Former First Lady Expects More from Mental Health Care
Former First Lady Rosalynn Carter speaks with Dart Center Executive Director Bruce Shapiro and Jeffrey A. Lieberman, M.D. professor and chair of the psychiatry department at the Columbia University Medical Center. Carter spoke at Columbia University about the release of her new book, "Within Our Reach: Ending the Mental Health Crisis."
Former First Lady Rosalynn Carter is frustrated and angry. At a forum and panel conversation held on Monday, May 3, she insisted that our country's current mental health system is broken, despite the $120 billion our federal government spends annually on direct mental health care.
Carter has been known as an advocate for mental health issues for over 25 years and founded the Mental Health Program at the Carter Center in 1991 to promote changes in policy and in attitude at the state, national and international levels.
In her first public address since the release of her new book, "Within Our Reach: Ending the Mental Health Crisis," 82-year-old Carter spoke at Columbia University at an event sponsored by the Graduate School of Journalism and the Department of Psychiatry along with the Dart Center for Journalism and Trauma. In a speech, she said that mental illnesses represent the country's largest hidden epidemic, because they remain shrouded in stigma. People and families are often afraid to seek treatment and aren't using the early intervention, resiliency and recovery strategies that are now available.

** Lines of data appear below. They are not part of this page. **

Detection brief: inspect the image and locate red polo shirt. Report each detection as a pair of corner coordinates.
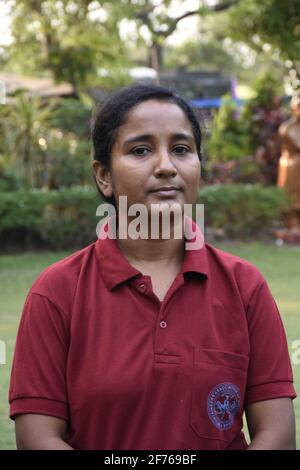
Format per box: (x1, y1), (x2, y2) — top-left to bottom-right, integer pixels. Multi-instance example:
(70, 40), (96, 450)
(9, 225), (295, 450)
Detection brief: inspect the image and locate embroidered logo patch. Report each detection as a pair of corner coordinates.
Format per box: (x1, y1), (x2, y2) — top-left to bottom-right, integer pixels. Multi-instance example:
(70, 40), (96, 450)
(207, 382), (241, 431)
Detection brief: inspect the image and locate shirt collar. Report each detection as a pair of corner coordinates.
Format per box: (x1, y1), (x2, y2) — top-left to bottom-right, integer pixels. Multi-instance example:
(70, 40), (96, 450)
(95, 219), (209, 290)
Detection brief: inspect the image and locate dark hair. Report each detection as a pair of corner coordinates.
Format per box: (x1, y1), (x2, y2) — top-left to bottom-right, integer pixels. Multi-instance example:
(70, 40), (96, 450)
(91, 85), (201, 204)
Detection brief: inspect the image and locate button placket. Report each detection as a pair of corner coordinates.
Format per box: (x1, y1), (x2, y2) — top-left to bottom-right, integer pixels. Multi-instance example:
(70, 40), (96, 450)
(139, 282), (147, 293)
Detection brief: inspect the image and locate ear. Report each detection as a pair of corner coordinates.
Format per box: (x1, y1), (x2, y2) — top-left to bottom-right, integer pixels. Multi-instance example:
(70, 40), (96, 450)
(93, 160), (113, 197)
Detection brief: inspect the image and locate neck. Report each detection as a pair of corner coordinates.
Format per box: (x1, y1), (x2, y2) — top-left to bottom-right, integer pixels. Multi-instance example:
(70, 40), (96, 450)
(117, 232), (185, 266)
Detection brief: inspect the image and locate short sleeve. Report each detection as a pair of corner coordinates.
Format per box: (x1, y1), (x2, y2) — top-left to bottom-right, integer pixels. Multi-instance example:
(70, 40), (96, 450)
(245, 278), (296, 405)
(9, 292), (69, 420)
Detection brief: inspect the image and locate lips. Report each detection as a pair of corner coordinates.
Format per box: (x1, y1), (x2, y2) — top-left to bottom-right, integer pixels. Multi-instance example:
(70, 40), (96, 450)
(151, 186), (180, 193)
(150, 186), (181, 198)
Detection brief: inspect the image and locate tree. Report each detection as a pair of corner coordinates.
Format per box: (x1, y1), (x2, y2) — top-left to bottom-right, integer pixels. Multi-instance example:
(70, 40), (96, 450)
(230, 0), (300, 76)
(7, 0), (131, 91)
(105, 0), (240, 81)
(0, 93), (53, 187)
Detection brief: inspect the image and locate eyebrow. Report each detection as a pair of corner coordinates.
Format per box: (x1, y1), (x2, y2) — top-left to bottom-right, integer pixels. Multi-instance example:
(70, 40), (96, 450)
(124, 132), (195, 144)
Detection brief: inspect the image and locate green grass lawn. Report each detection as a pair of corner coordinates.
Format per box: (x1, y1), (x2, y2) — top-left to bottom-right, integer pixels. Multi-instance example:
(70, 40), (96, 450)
(0, 243), (300, 449)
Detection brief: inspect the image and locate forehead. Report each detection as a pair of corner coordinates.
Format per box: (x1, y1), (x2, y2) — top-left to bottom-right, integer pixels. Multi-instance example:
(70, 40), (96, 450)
(119, 100), (192, 136)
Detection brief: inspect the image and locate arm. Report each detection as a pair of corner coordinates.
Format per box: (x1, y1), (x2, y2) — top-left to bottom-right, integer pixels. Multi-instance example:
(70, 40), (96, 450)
(246, 398), (296, 450)
(15, 414), (73, 450)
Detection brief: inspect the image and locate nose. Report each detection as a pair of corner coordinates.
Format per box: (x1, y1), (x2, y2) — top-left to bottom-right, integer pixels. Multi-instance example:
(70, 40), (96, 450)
(154, 150), (177, 178)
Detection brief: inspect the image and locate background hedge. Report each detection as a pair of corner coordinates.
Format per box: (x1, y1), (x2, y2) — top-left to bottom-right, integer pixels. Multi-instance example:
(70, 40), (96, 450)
(0, 184), (288, 250)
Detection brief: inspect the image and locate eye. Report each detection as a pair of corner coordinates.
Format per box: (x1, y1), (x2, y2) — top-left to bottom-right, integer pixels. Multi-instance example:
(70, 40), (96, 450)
(131, 147), (150, 157)
(173, 145), (190, 155)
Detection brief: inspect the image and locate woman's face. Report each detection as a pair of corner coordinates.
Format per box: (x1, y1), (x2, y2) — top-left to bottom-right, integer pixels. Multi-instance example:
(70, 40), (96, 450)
(94, 99), (201, 214)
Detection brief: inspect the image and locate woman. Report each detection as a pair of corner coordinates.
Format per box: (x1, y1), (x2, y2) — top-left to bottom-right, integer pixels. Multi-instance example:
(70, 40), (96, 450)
(10, 86), (295, 449)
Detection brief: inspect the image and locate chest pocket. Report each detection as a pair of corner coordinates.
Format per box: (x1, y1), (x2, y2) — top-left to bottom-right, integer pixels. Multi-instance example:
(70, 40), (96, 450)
(190, 349), (249, 448)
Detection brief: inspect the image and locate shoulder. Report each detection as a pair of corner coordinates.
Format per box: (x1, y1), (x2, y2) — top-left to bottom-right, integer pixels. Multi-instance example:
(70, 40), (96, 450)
(30, 243), (95, 310)
(205, 243), (266, 294)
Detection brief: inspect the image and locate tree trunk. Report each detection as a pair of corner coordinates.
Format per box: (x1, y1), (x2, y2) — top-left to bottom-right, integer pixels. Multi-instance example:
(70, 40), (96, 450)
(151, 42), (162, 85)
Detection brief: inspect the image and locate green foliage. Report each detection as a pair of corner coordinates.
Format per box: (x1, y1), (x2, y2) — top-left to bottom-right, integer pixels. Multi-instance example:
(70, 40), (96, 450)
(48, 131), (92, 189)
(230, 0), (300, 71)
(0, 93), (52, 187)
(198, 184), (288, 238)
(0, 185), (287, 249)
(0, 187), (101, 249)
(51, 98), (91, 138)
(6, 0), (131, 90)
(208, 97), (250, 162)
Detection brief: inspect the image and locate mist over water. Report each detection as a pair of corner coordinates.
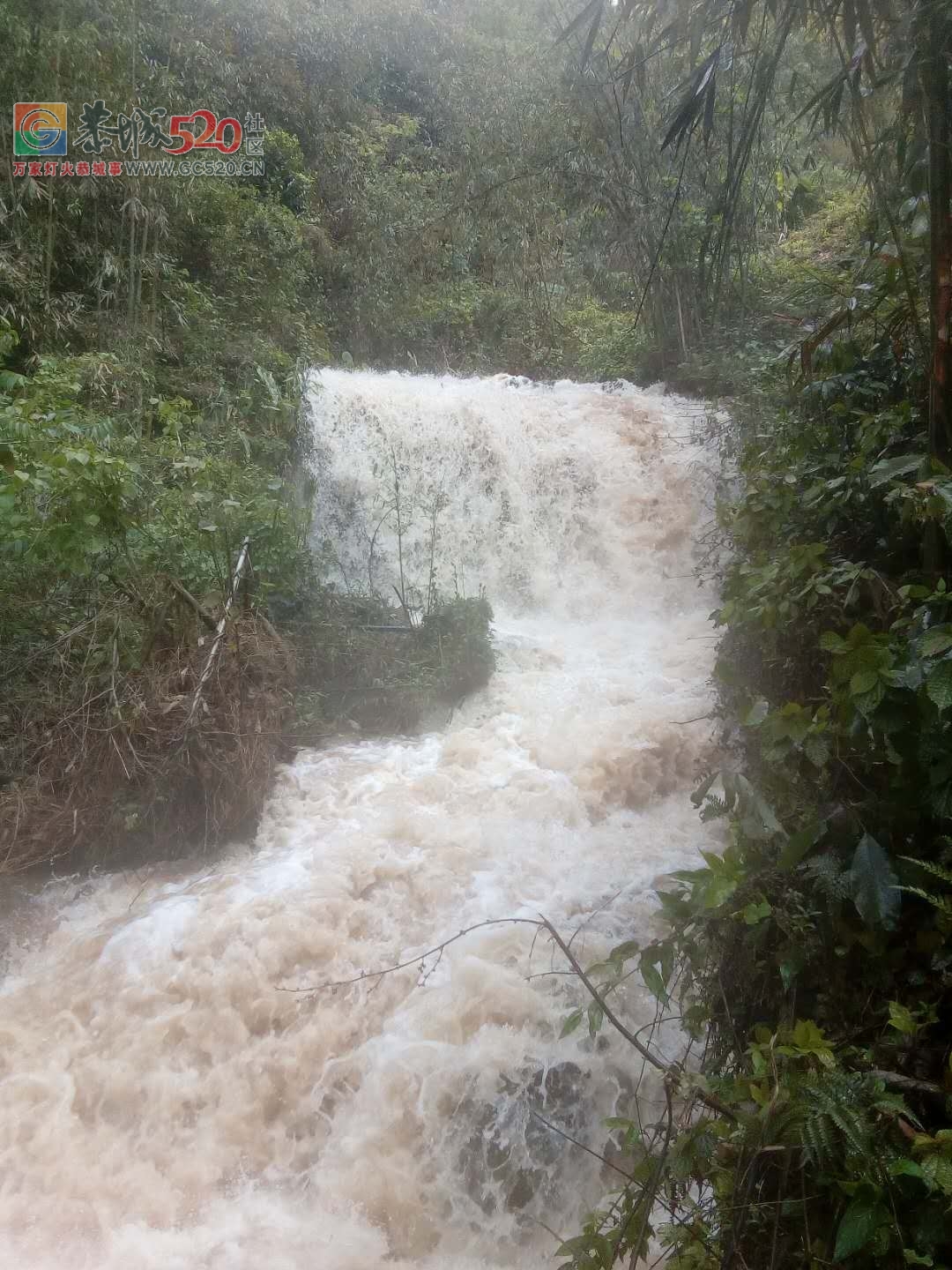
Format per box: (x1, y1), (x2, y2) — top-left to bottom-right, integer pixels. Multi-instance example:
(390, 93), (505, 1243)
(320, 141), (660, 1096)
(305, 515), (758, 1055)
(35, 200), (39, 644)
(0, 370), (713, 1270)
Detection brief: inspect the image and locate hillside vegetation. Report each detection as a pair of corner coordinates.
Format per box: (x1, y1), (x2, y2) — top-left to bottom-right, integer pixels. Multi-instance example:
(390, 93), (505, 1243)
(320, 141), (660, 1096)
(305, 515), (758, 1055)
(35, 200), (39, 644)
(0, 0), (952, 1270)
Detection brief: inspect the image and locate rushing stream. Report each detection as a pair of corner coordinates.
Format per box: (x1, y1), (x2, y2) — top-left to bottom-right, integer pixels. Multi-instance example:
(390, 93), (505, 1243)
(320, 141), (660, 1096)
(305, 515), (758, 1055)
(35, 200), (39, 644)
(0, 370), (712, 1270)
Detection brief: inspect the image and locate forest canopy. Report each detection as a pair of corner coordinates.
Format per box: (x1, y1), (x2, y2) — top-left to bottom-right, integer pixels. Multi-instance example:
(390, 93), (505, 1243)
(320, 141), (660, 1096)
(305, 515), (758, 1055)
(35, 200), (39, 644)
(0, 0), (952, 1270)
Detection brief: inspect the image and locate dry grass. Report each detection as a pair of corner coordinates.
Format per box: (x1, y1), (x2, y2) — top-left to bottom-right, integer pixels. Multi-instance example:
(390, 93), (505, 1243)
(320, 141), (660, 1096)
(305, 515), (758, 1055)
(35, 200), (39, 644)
(0, 614), (294, 875)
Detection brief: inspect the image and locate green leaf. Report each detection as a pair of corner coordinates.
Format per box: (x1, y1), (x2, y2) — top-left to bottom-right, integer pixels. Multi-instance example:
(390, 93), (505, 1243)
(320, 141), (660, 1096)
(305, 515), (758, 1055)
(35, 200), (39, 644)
(849, 833), (900, 931)
(849, 670), (880, 698)
(833, 1192), (886, 1261)
(926, 661), (952, 710)
(869, 455), (926, 489)
(889, 1001), (920, 1036)
(777, 820), (826, 872)
(559, 1005), (585, 1040)
(740, 900), (773, 926)
(740, 698), (770, 728)
(923, 631), (952, 656)
(903, 1249), (935, 1266)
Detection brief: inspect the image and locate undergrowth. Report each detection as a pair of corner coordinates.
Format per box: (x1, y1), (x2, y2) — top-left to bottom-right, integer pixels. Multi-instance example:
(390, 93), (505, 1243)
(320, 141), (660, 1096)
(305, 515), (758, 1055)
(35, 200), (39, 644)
(561, 190), (952, 1270)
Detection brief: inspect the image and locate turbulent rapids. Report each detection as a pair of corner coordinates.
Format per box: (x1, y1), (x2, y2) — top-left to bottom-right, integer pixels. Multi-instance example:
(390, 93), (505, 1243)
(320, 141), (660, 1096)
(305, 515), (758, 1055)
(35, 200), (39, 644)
(0, 370), (712, 1270)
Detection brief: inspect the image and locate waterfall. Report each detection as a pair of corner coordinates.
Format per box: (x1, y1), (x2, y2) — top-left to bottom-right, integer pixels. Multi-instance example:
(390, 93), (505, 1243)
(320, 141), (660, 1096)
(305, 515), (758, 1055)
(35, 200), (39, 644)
(0, 370), (713, 1270)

After her speech, Carter spoke in conversation with Dart Center Executive Director Bruce Shapiro and Jeffrey A. Lieberman, M.D., professor and chair of the psychiatry department at the Columbia University Medical Center. She highlighted the role that reporters and researchers can play in mitigating society's irrational fear of people with mental health problems. For example, sensationalistic reporting often perpetuates the myth that mentally ill people are likely to be violent. In fact, says Carter, "People with mental illnesses are more often victims of violence than perpetrators of it. They are actually victimized four times more than the general population."
Misconceptions like these fuel Carter's work around ending mental health stigma, such as the Rosalynn Carter Fellowships for Mental Health Journalism.
"We need to make up for decades of inattention and neglect," says Carter.
Still, Carter remains optimistic, as evidenced by the title of her book; She truly believes that "ending the mental health crisis" is "within our reach." Asked about the source of her optimism, she cited new medications and treatment plans that don't just control mental health symptoms but can actually offer recovery from illness and the 2008 Mental Health Parity act, which was recently expanded by the Obama administration.